Organic traffic is drying up. Paid traffic is more expensive than ever. The old playbook - optimising for Google, running predictable ad campaigns - isn’t working like it used to. Why are fewer people making it to your site in the first place?
Google, social platforms and AI-driven assistants keep users inside their ecosystems - featured snippets, product listings, AI-generated answers, algorithm-boosted content - all leading to fewer visits.
Spending more to acquire visitors only to lose them after a single session is a downward spiral. Optimising landing pages based on best practices and “CRO hacks” is an expensive and dangerous game, played by inexperienced CRO bro’s who don’t know any better. Unfortunately, this is common in South Africa.
I call this approach to CRO “moving Sh!# around the page”. When you hear well-meaning tropes like “x should be above the fold” or “product description must be bullet points” or anything else that is obsessed with surface level tweaks based on some superior knowledge, run. You’re about to waste money.
Rearranging elements on a page won’t grow your business in this environment. CRO is about understanding why people buy, why they don’t, and what actually changes behaviour.
Winning brands aren’t debating button colours or the position of an element below or above the fold. They’re speaking to real customers. Often. They’re observing them using your site and the site of competitors.
Soon, they have a clear picture of:
- What customers are trying to get done
- Their purchase triggers
- Where things break down in the journey.
Conversion rate is a reflection of human behaviour. People either bought, or they didn’t.Therefore, if you want to change conversion rate, the lever to pull is
human behaviour. And to do that, you first have to understand it.
Many businesses won’t make this shift. They’ll keep throwing money at traffic, tweaking page layouts, and blindly trusting in “hacks”.
That is your opportunity.
The winning brands I work with - both in South Africa and globally - have one thing in common.

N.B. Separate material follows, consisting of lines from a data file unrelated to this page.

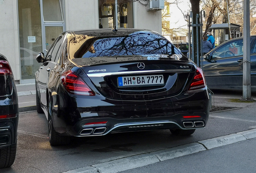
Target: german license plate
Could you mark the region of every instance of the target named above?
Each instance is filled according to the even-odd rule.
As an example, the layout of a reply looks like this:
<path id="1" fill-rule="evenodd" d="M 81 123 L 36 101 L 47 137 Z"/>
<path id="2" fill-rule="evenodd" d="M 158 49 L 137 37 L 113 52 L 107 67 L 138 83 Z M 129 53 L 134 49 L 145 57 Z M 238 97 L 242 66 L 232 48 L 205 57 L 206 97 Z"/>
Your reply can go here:
<path id="1" fill-rule="evenodd" d="M 118 77 L 118 79 L 119 88 L 163 85 L 164 84 L 163 75 Z"/>

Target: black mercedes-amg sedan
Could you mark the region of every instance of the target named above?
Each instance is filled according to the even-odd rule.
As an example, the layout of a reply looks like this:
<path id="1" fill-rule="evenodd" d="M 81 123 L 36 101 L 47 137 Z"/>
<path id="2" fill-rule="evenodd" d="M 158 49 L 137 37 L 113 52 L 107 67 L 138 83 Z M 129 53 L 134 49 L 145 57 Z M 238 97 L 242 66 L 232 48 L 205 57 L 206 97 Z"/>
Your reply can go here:
<path id="1" fill-rule="evenodd" d="M 9 167 L 14 162 L 18 120 L 14 78 L 8 60 L 0 54 L 0 168 Z"/>
<path id="2" fill-rule="evenodd" d="M 155 32 L 67 31 L 37 60 L 37 109 L 48 119 L 52 145 L 149 130 L 188 135 L 207 123 L 202 70 Z"/>

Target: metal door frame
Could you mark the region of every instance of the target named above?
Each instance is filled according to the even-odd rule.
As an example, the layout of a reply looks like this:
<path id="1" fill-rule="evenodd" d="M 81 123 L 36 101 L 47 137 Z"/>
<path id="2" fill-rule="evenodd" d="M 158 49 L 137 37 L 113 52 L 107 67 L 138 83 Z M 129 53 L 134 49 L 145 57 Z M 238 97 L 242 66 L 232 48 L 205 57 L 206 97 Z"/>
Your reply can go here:
<path id="1" fill-rule="evenodd" d="M 45 40 L 45 26 L 62 26 L 63 31 L 66 30 L 66 25 L 64 21 L 64 15 L 63 8 L 64 8 L 63 1 L 59 0 L 60 5 L 60 11 L 62 14 L 62 22 L 50 22 L 44 21 L 43 20 L 43 0 L 40 0 L 40 8 L 41 15 L 41 27 L 42 32 L 42 48 L 43 52 L 46 55 L 45 50 L 46 49 L 46 41 Z M 60 34 L 61 33 L 60 33 Z"/>

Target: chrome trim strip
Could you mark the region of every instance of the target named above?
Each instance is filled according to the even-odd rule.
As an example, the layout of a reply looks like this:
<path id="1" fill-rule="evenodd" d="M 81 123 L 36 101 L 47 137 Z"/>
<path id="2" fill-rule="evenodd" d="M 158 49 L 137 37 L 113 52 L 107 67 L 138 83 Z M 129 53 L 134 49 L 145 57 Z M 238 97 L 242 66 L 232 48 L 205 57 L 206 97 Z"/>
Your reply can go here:
<path id="1" fill-rule="evenodd" d="M 193 123 L 193 122 L 192 122 Z M 104 134 L 99 134 L 99 135 L 87 135 L 86 136 L 103 136 L 105 135 L 107 135 L 107 134 L 108 134 L 110 132 L 111 132 L 111 131 L 113 131 L 113 130 L 115 129 L 116 129 L 118 127 L 123 127 L 123 126 L 135 126 L 135 125 L 149 125 L 149 124 L 165 124 L 165 123 L 171 123 L 171 124 L 174 124 L 176 125 L 177 125 L 179 128 L 180 128 L 180 129 L 182 129 L 182 130 L 187 130 L 188 129 L 200 129 L 200 128 L 190 128 L 189 129 L 188 129 L 188 128 L 183 128 L 181 126 L 180 126 L 180 125 L 179 125 L 177 123 L 173 122 L 173 121 L 153 121 L 153 122 L 141 122 L 141 123 L 124 123 L 124 124 L 117 124 L 116 125 L 115 125 L 115 127 L 114 127 L 112 128 L 112 129 L 111 129 L 110 130 L 109 130 L 109 131 L 108 131 L 107 133 L 105 133 Z M 204 128 L 204 127 L 202 127 L 202 128 Z M 84 137 L 84 135 L 83 135 L 83 136 L 75 136 L 75 137 Z"/>
<path id="2" fill-rule="evenodd" d="M 87 74 L 89 77 L 104 77 L 105 76 L 119 75 L 119 74 L 139 74 L 142 73 L 148 74 L 149 72 L 183 72 L 190 71 L 190 69 L 175 69 L 175 70 L 141 70 L 141 71 L 124 71 L 119 72 L 105 72 L 101 73 L 93 73 Z"/>
<path id="3" fill-rule="evenodd" d="M 8 131 L 8 129 L 0 129 L 0 131 Z"/>

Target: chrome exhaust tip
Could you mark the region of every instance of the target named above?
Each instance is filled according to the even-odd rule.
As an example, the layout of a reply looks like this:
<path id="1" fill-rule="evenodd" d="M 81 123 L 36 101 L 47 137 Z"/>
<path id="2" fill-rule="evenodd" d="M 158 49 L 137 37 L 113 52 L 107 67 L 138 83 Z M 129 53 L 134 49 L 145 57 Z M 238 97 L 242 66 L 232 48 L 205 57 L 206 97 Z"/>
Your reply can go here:
<path id="1" fill-rule="evenodd" d="M 93 133 L 93 128 L 85 129 L 82 130 L 82 131 L 81 131 L 81 132 L 80 132 L 80 135 L 91 135 Z"/>
<path id="2" fill-rule="evenodd" d="M 204 126 L 204 123 L 202 121 L 195 121 L 194 122 L 196 127 L 200 127 Z"/>
<path id="3" fill-rule="evenodd" d="M 183 125 L 185 128 L 192 128 L 194 127 L 194 123 L 192 122 L 183 122 Z"/>
<path id="4" fill-rule="evenodd" d="M 95 128 L 93 132 L 93 135 L 103 133 L 107 130 L 107 127 L 98 127 Z"/>

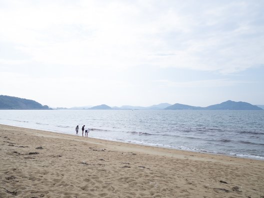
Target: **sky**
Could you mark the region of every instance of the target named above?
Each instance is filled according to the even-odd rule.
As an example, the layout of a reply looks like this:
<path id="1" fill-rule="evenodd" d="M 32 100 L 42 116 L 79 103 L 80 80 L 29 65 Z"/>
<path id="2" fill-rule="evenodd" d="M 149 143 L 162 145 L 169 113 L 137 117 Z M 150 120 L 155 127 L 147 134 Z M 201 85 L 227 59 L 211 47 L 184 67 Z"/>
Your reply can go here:
<path id="1" fill-rule="evenodd" d="M 50 107 L 264 104 L 264 1 L 0 0 L 0 94 Z"/>

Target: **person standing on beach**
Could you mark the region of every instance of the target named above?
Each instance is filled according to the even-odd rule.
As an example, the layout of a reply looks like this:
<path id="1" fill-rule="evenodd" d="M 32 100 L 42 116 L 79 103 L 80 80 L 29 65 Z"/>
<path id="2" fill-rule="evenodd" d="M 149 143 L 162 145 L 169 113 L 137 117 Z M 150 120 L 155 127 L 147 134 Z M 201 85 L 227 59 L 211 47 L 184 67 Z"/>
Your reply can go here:
<path id="1" fill-rule="evenodd" d="M 78 134 L 78 132 L 79 131 L 79 126 L 77 125 L 76 128 L 75 128 L 75 130 L 76 131 L 76 134 Z"/>
<path id="2" fill-rule="evenodd" d="M 88 133 L 90 132 L 89 128 L 86 128 L 86 137 L 88 137 Z"/>
<path id="3" fill-rule="evenodd" d="M 84 130 L 85 125 L 84 125 L 82 128 L 82 136 L 84 136 Z"/>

They’re optimising the sales conversation with customers, not moving stuff around the page.
In practice:
Optimise the entire user journey, not isolated pages. A conversion doesn’t happen in isolation. What happens on a single page in one session is a tiny moment in a complex decision-making system.
For example, we regularly see that checkout funnel dropoff is caused by issues higher up in the funnel. No amount of fine-tuning the checkout will change that.
Optimise for decision-making, not decoration. You’ll get lucky with some layout tweaks, but that’s not a strategy. Why are they on this page? Why now? What did they click on to get here? These questions are far more impactful than obsessing over what to put where on the page.
Optimise for retention, not just acquisition. Higher conversion rate doesn’t always mean more revenue. The best CRO teams test the impact of changes beyond the initial sale.
You don’t grow by moving things around on a page. You grow by understanding - and optimising - what happens in the mind of your customer. In a zero-click world, don’t fall in the expensive trap of tactical CRO.